Some discussion came up today about the use of "factories" in C++ (and other
OO languages) code and I thought it would be useful to related it to how PETSc
handles the same issue since some numerical libraries (the next generation of
Trilinos's ML and Chombo) are using factories extensively and recklessly (and
will, I am confident, alienate a lot of users. I love it when our competitors
make the mistake of chasing every new idea down the wrong road).
"In object-oriented computer programming, a factory is an object for
creating other objects ", "it deals with the problem of creating objects
(products) without specifying the exact class of object that will be created."
http://en.wikipedia.org/wiki/Factory_method_pattern
http://en.wikipedia.org/wiki/Factory_(software_concept)
So for example if in my code I need a KSP solver object I could do
something like
void myroutine( ?..) {
KSPObject *kspobject = new KSPGMRESObject
where KSPObject is my abstract class and KSPGMRESObject is a specific
implementation some one has written. Now in the code I can go off and use the
KSPObject to solve something and the rest of my code does not need to "know"

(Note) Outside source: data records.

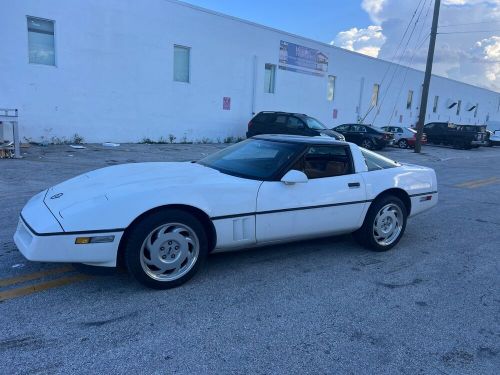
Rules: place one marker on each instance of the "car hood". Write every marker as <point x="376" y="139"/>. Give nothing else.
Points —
<point x="101" y="185"/>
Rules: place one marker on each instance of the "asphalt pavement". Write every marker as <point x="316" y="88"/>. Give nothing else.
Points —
<point x="429" y="306"/>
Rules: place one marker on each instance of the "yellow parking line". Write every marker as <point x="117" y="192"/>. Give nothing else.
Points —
<point x="34" y="276"/>
<point x="478" y="183"/>
<point x="18" y="292"/>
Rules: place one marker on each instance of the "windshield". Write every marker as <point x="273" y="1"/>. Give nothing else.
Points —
<point x="312" y="123"/>
<point x="254" y="158"/>
<point x="376" y="162"/>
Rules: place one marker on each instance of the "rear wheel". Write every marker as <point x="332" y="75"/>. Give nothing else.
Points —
<point x="403" y="143"/>
<point x="384" y="224"/>
<point x="367" y="143"/>
<point x="166" y="249"/>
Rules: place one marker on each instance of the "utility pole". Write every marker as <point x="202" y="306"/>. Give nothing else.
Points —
<point x="427" y="77"/>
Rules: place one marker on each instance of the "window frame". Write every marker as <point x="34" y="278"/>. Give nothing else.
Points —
<point x="272" y="87"/>
<point x="375" y="94"/>
<point x="330" y="88"/>
<point x="189" y="63"/>
<point x="435" y="104"/>
<point x="409" y="99"/>
<point x="28" y="17"/>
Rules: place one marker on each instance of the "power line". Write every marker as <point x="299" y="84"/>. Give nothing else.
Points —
<point x="470" y="32"/>
<point x="403" y="53"/>
<point x="396" y="52"/>
<point x="469" y="23"/>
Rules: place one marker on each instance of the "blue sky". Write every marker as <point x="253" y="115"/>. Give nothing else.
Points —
<point x="375" y="28"/>
<point x="320" y="20"/>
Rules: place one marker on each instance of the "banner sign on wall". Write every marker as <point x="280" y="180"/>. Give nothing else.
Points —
<point x="300" y="59"/>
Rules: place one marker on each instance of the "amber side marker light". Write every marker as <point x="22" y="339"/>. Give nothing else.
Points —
<point x="98" y="239"/>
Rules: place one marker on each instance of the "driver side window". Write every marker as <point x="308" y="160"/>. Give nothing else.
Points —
<point x="325" y="161"/>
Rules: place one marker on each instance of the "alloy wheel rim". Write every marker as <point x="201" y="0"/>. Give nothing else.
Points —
<point x="169" y="252"/>
<point x="388" y="224"/>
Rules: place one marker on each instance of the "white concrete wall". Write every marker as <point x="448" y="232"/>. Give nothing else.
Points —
<point x="114" y="75"/>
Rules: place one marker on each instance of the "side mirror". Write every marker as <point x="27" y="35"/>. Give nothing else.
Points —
<point x="294" y="177"/>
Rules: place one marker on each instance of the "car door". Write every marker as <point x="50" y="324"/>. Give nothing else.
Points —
<point x="331" y="201"/>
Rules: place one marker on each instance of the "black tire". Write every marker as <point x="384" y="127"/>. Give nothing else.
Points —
<point x="367" y="143"/>
<point x="403" y="143"/>
<point x="365" y="235"/>
<point x="139" y="232"/>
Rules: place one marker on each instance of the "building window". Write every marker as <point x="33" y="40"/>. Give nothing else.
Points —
<point x="436" y="101"/>
<point x="409" y="100"/>
<point x="181" y="63"/>
<point x="376" y="89"/>
<point x="41" y="41"/>
<point x="270" y="78"/>
<point x="331" y="88"/>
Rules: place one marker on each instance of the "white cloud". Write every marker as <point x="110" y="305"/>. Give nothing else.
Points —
<point x="373" y="8"/>
<point x="367" y="41"/>
<point x="467" y="56"/>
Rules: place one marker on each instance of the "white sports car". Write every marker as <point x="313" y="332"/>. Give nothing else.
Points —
<point x="161" y="220"/>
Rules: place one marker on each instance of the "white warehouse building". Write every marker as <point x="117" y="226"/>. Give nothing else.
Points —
<point x="125" y="70"/>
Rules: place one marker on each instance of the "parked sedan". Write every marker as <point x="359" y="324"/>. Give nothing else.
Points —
<point x="365" y="136"/>
<point x="404" y="137"/>
<point x="161" y="220"/>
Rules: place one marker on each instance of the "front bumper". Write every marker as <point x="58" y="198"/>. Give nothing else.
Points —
<point x="479" y="143"/>
<point x="61" y="247"/>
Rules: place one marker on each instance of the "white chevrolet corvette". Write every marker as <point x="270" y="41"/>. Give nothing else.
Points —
<point x="161" y="220"/>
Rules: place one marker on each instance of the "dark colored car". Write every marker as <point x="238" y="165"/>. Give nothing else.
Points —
<point x="459" y="136"/>
<point x="404" y="137"/>
<point x="365" y="136"/>
<point x="289" y="123"/>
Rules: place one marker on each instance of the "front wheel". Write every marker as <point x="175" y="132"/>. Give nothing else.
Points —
<point x="166" y="249"/>
<point x="384" y="224"/>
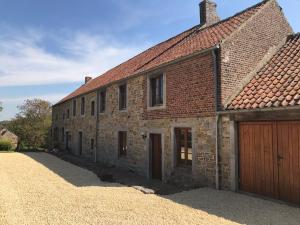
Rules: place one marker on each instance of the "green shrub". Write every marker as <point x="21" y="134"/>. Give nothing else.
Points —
<point x="5" y="145"/>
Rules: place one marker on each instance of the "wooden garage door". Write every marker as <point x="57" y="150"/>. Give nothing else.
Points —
<point x="269" y="159"/>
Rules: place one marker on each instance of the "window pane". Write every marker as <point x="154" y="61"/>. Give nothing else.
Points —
<point x="156" y="90"/>
<point x="102" y="101"/>
<point x="184" y="146"/>
<point x="122" y="143"/>
<point x="82" y="105"/>
<point x="122" y="97"/>
<point x="92" y="108"/>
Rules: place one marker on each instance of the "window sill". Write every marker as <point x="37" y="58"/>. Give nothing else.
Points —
<point x="158" y="107"/>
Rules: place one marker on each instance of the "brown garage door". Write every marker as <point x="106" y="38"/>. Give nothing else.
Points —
<point x="269" y="159"/>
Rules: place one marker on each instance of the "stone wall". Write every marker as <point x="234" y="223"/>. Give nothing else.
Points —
<point x="85" y="123"/>
<point x="247" y="47"/>
<point x="9" y="136"/>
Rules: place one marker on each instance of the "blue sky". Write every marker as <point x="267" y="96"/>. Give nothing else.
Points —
<point x="47" y="47"/>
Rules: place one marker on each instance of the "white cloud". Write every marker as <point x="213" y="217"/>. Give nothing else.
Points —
<point x="24" y="59"/>
<point x="53" y="98"/>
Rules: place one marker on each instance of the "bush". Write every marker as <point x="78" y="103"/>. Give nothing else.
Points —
<point x="5" y="145"/>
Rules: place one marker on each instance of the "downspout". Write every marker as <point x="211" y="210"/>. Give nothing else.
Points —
<point x="216" y="72"/>
<point x="97" y="125"/>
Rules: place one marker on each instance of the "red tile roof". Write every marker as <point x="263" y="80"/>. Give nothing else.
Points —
<point x="277" y="84"/>
<point x="184" y="44"/>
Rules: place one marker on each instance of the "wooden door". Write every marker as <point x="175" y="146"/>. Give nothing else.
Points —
<point x="80" y="143"/>
<point x="289" y="161"/>
<point x="257" y="159"/>
<point x="269" y="159"/>
<point x="156" y="156"/>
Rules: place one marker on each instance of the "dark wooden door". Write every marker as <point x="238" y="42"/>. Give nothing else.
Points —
<point x="156" y="156"/>
<point x="289" y="161"/>
<point x="257" y="159"/>
<point x="269" y="159"/>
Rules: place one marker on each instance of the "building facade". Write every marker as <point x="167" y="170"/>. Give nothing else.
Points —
<point x="158" y="114"/>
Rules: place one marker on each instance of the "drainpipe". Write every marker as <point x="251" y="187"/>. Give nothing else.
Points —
<point x="216" y="67"/>
<point x="97" y="125"/>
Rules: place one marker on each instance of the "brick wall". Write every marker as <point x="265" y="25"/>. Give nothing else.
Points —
<point x="189" y="89"/>
<point x="242" y="52"/>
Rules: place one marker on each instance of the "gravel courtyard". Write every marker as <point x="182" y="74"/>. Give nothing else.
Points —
<point x="37" y="189"/>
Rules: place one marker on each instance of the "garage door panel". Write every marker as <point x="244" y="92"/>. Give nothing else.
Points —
<point x="269" y="159"/>
<point x="256" y="158"/>
<point x="288" y="143"/>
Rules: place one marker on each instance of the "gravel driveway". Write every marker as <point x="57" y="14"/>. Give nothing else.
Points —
<point x="37" y="189"/>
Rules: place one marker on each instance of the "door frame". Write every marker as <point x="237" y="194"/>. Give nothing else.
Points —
<point x="148" y="152"/>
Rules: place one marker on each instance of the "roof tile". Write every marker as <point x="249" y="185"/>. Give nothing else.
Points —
<point x="186" y="43"/>
<point x="283" y="71"/>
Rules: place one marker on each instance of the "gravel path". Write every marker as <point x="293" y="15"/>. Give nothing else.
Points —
<point x="38" y="189"/>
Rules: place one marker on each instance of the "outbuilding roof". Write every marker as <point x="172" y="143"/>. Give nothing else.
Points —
<point x="277" y="84"/>
<point x="191" y="41"/>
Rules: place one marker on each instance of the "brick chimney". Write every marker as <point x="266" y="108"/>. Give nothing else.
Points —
<point x="208" y="13"/>
<point x="87" y="79"/>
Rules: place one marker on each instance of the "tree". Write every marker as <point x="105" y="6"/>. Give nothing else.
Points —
<point x="32" y="123"/>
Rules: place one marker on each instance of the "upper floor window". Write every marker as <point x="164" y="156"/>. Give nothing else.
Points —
<point x="122" y="97"/>
<point x="102" y="101"/>
<point x="157" y="90"/>
<point x="74" y="107"/>
<point x="62" y="134"/>
<point x="184" y="152"/>
<point x="122" y="136"/>
<point x="92" y="144"/>
<point x="82" y="106"/>
<point x="92" y="108"/>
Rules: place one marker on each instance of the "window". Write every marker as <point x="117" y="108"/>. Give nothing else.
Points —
<point x="102" y="101"/>
<point x="92" y="144"/>
<point x="56" y="135"/>
<point x="156" y="91"/>
<point x="184" y="146"/>
<point x="82" y="106"/>
<point x="74" y="107"/>
<point x="62" y="134"/>
<point x="92" y="108"/>
<point x="122" y="97"/>
<point x="122" y="143"/>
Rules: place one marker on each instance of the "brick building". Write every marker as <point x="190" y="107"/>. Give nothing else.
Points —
<point x="169" y="112"/>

that the KSPObject is actually a KSPGMRESObject. But since when I create the
object I cannot create an abstract class and can only create a specific
implementation my code has now hardwired the KSPGMRESObject. Factories are a
way of "avoiding" this hardwiring. I can introduce a new class
KSPObjectFactory that has a method newKSPObject() and then reorganize my code as
void myroutine(KSPObjectFactory *factory, ?.) {
KSPObject *kspobject = factor->newKSPObject();
and I've removed the explicit use of a particular implementation constructor
from my routine. The actual decision of what type of KSPObject to create is
"pushed up higher in the code" and involves the factory. So for example I
could have a KSPObjectFactory() that produces a particular implementation of a
KSPObject by setting a string name into the factory. So if
BarrysKSPObjectFactory is a particular implementation of KSPObjectFactory then
I could write "higher up in my code"
BarrysKSPObjectFactory *kspobjectfactory = new BarrysKSPObjectFactory;
kspobjectfactory->setimplementationbyname("gmres");
myroutine(kspobjectfactory);
one could also consider a method on BarrysKSPObjectFactory
setimplementationbyCommandLineArgs(argsc,args); now I can "push up" the
decision of what KSPObject to actually use to runtime as a command option.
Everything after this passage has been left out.